Please repost it there, then, using the template. Also, please be clear about the system you are describing.

## 1. How long can H20, CO2, and O2 survive in a closed container?

The length of time that H20, CO2, and O2 can survive in a closed container depends on several factors such as the size of the container, the initial levels of these gases, and the presence of any other substances in the container. However, in general, these gases can survive for several weeks to months in a closed container.

## 2. What happens to the levels of H20, CO2, and O2 in a closed container over time?

In a closed container, the levels of H20, CO2, and O2 will remain relatively stable over time. This is because these gases are constantly being consumed and produced in a process known as equilibrium. As long as the container remains closed, the levels of these gases will fluctuate but overall remain constant.

## 3. How do the levels of H20, CO2, and O2 change when exposed to different temperatures?

The levels of H20, CO2, and O2 will change when exposed to different temperatures due to the principles of gas laws. For example, as the temperature increases, the molecules of these gases will have more energy and thus will exert more pressure on the container walls, resulting in higher levels.
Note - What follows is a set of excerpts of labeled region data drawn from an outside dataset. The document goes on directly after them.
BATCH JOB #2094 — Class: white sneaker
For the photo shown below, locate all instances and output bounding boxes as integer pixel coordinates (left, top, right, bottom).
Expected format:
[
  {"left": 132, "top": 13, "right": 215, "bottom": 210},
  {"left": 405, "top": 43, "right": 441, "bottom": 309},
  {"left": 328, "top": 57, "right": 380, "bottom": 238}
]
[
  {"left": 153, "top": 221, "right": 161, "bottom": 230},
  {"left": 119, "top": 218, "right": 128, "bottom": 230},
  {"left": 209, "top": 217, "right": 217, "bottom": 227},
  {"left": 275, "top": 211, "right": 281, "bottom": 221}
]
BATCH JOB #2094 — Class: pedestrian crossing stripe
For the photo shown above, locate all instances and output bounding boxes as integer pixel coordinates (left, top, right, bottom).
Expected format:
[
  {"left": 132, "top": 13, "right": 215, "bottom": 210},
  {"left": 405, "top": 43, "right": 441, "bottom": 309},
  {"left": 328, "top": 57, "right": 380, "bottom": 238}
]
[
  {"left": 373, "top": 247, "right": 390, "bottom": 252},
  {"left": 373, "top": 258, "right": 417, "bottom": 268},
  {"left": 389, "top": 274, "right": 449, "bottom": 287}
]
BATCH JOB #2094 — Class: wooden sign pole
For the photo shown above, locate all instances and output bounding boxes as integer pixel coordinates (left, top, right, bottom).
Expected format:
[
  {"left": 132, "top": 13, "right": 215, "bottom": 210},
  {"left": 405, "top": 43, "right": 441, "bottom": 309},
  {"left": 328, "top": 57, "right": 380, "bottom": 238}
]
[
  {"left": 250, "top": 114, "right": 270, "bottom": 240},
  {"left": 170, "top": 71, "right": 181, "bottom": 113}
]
Conversely, if the temperature decreases, the levels of these gases will decrease as well.

## 4. Can H20, CO2, and O2 in a closed container become toxic over time?

No, H20, CO2, and O2 in a closed container will not become toxic over time. These gases are essential for life and are constantly being exchanged and recycled in our environment. As long as the container remains closed and the levels of these gases do not reach dangerous levels, they will not become toxic.

## 5. How can the levels of H20, CO2, and O2 in a closed container be measured?

The levels of H20, CO2, and O2 in a closed container can be measured using various instruments such as gas sensors or spectrophotometers. These devices can detect the concentration of these gases and provide accurate measurements. Additionally, the levels can also be estimated by observing changes in pressure or volume within the container.